By now, everyone in the world knows what happened in Boston on April 15, 2013. I didn’t know anyone who was hurt in the bombings, nor was I in the city at the time it happened. For a while now, I thought that I had nothing to say or to share about what happened. There are so many dramatic, sad, tragic, inspiring, uplifting, or hopeful stories from that day. Me? A coworker and I were sitting in my cushy office and fussing over a SharePoint form around the time when people were losing limbs in the street.

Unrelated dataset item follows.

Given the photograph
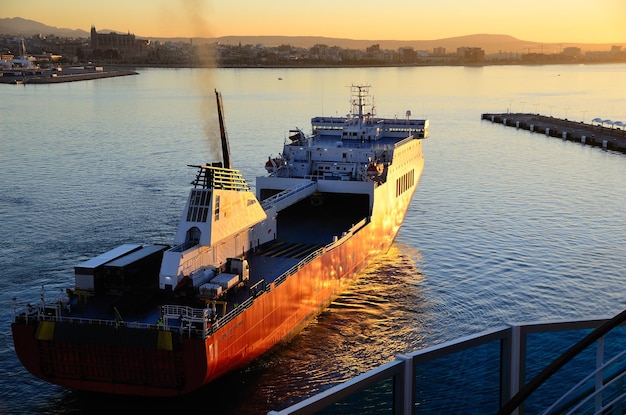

I don’t live in the city anymore. I’m one of those Boston college grads who eventually moved to the suburbs and now only visit the city on the weekends. But guess what? Boston is still my city, and it always will be. Allston was my front yard and Back Bay was my playground for almost 8 years. I spent my 20s walking past the Prudential Center on Boylston, window shopping on Newbury, and, yes, partying on Landsdowne.
Every Patriot’s Day since my college days, I would be somewhere on the Boston Marathon route cheering the runners. Sometimes it was at checkpoints along the way to Boston; sometimes it was near the finish line where you can see the joy and exhaustion as each runner comes in. This year was the first year that I didn’t have that day off from work and it was so strange to be missing this event.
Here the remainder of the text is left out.